Sunday, February 23, 2014

CALL ME A ROMANTIC





By Ms. Dinorah


Here again is the challenging blank page. A (this) page needs to be filled with words that can possibly turn into ideas. It doesn’t matter, at least at this particular moment in time, when I am beginning to look for ways to simply catch my own desire, whether they are good or bad. There is no such thing as good or bad ideas, or should I say just words at the moment?  I am not necessarily thinking of ideas. When I think of ideas, I imagine a child building a sophisticated sculpture in the winter, a blue and white depiction of Elsa’s frozen castle in my mind, Anish Kapoor’s Tall Tree and the Eye.

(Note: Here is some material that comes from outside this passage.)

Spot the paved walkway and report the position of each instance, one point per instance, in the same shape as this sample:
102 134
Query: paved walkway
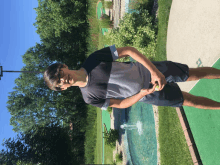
193 38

Yes, thinking of ideas is a sophisticatedly painful process. Pure words, on the other hand, give us certain relief from anxiety although they are not easy to find –at least at (in) this particular moment in time.
A week ago, on Valentine’s Day, I opened my browser and went to my Google homepage. There were 6 little hearts, with love words and phrases stamped on them. I could only spend a minute watching the beautiful view. (My mom was celebrating her birthday, and we wanted to go shopping after lunch). I spent the rest of the afternoon with the image of the vibrant floating hearts in my head as if they had been created for me! I was so delighted that I didn’t feel the need to question why I had experienced this, almost intuitive, connection with the fragile Google hearts. Call me a romantic, if you want. Or, you may say I am a dreamer, but I am not the only one. I have always loved to dream –romantically.

A romantic girl I am
from the land where palm trees grow…

I wonder what kind of words my fourth grade class would use to finish these verses. What kind of words would you use? Think of rhyming words, for example. (Grow rhymes with…) I am thankful I don’t have to hide who I am anymore. When I was little, I had a crush on Patrick Swayze –and guess what, I had watched the movie Dirty Dancing without my thick giant glasses. No, I wouldn’t have admitted this painfully genuine truth in college when I was so desperately trying to fit in. What is your definition of yourself? I didn’t start wearing contact lenses until I was twelve, but if I am not mistaken, which I may be, as my student, or your friend and soul sister Elena, as she herself would put it –did you have the chance to remember her letter?-, my first love was Bruce Lee. I must have been five years old. “Would you please help rephrase what I just wrote so I am not misunderstood?” –I ask the man in the still mask. But, this is a calm, quiet, playful test. It is a test of my confidence or my faith in him although it sort of looks like a trap. Then again, we must free ourselves from getting trapped into ideas, especially those that will take us nowhere, in search of lost time with Marcel Proust, or as Joyce Meyer says, “…around and around the same mountain.” That’s why we have words. Couldn’t we just have a real conversation?
I wanted to say “Thank you!” to the Google team for creating the messages of the hearts. I felt a little melancholic that morning even though it was mom’s birthday. I wanted to tell him I love you. I mustn’t have been necessarily thinking of the (my/his) idea of love, just the words, which, at this particular moment, are the truth.